Llegamos sin planes ni fechas, solo una intención: viajar un año por Asía. Podía ser más, podía ser menos. Teníamos muchos países anotados en nuestra lista. Pero de 12 meses, pasamos 8 en India. Algo nos paso acá, algo que aún no podemos ubicar, pero quizá con la distancia de Buenos Aires, podamos reconocer.

Aprendimos, nos equivocamos, nos conocimos como pareja y como personas, amamos y odiamos. Nos llevamos mucho más de lo que dejamos. Nos vamos con historias, amigos, nuevas prácticas y costumbres, más flacos y con más color encima. Cambiamos la dieta y nuestros horarios. No sumamos meses o destinos de viaje, sumamos experiencias.

Viajando aprendimos a adaptarnos. Nos acostumbramos a despertar cada día oyendo una lengua distinta, a salir a la ruta sin saber dónde íbamos a dormir esa noche, a confiar en nuestra intuición. A elegir, sabiendo que podemos equivocarnos. A ganar, sabiendo que podemos perder. Aprendimos a mirar al otro desinteresadamente, como tanta veces nos ayudaron a nosotros. Aprendimos que no somos nada ni nadie. Que el viaje, la vida, lo que hoy tengo, todo es efímero.

La única verdad con la que volvemos es que estar un año viajando nos devolvió la vitalidad. Nos recordó que estamos vivos, como el viento que nos despeinó todas las veces que viajamos haciendo dedo en el techo de algún camión. Tantos atardeceres, montañas, desiertos, ciudades y playas nos recordaron que el mundo es inmenso. ¿Y si no lo conocemos ahora, cuándo va ser?

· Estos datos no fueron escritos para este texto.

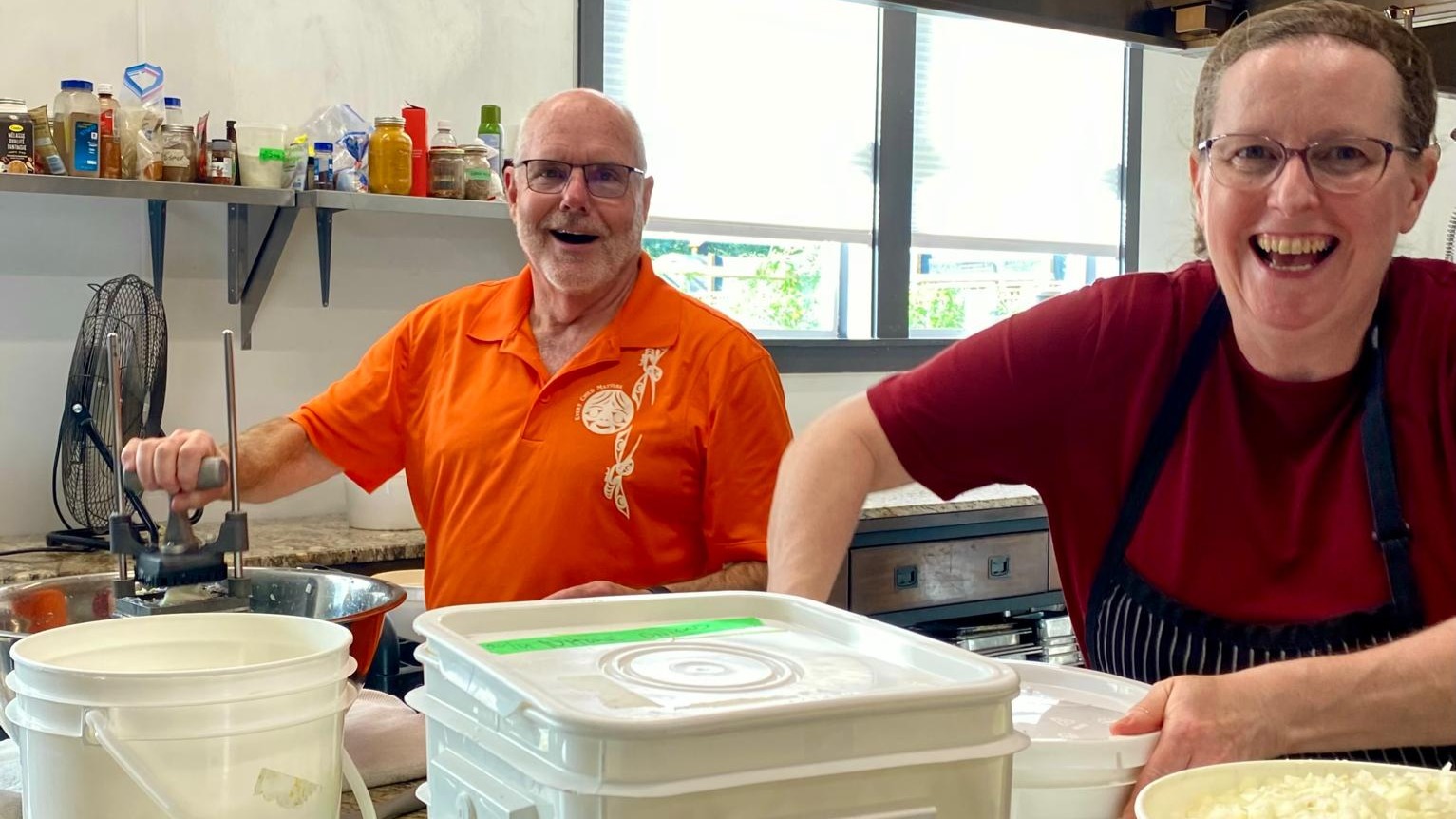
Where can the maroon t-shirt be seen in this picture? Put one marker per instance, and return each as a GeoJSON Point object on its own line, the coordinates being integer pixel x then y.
{"type": "Point", "coordinates": [1261, 513]}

Con los ojos un poco llorosos, con la panza en efervescencia y con un cosquilleo en la garganta, pasamos nuestro último día en Delhi. Caminamos por esas calles que hicieron de escenario hace casi un año. Pasamos la tarde en un templo. Sentados, en silencio, mirando. La primera vez que lo visitamos no teníamos ni idea de lo que ocurría. Hoy podíamos reconocer a los dioses, a los gurúes y aunque sigamos sin entenderlo todo, sabíamos lo que la gente iba a buscar. Luego, las calles nos llevaron al mercado. Un sitio que nos impresionó la primera vez, quizá por las carnicerías sin heladeras, la cantidad de personas, vacas, monos y más personas, quizá porque es muy distinto a los mercados que conocemos. Hoy, parecía familiar. Incluso, pudimos reconocer ciertos rostros que la primera vez aquí nos habían llamado la atención. Ellos, estaban igual. Seguían en la mismo posición, vendiendo los mismos productos, en el mismo sitio y con la misma expresión. Como si el tiempo hubiera pasado, pera nada cambiara. La rutina, el hacer siempre lo mismo, el (para algunos) no tener opción. Todo seguía igual ¿Y nosotros?

Nosotros elegimos otra cosa. Elegimos una vida que no es correlativa con la “media normal del S. XXI”. Elegimos viajar, elegimos aprender, elegimos conocer. Un año en Asia nos mostró que es posible. No queremos que pasen los años y sigamos ahí, en la misma posición, en el mismo hacer-siempre-lo-mismo. Hoy comienza la vuelta a Buenos Aires, con una escala de dos semanas en Europa. Volvemos, pero con ojos nuevos.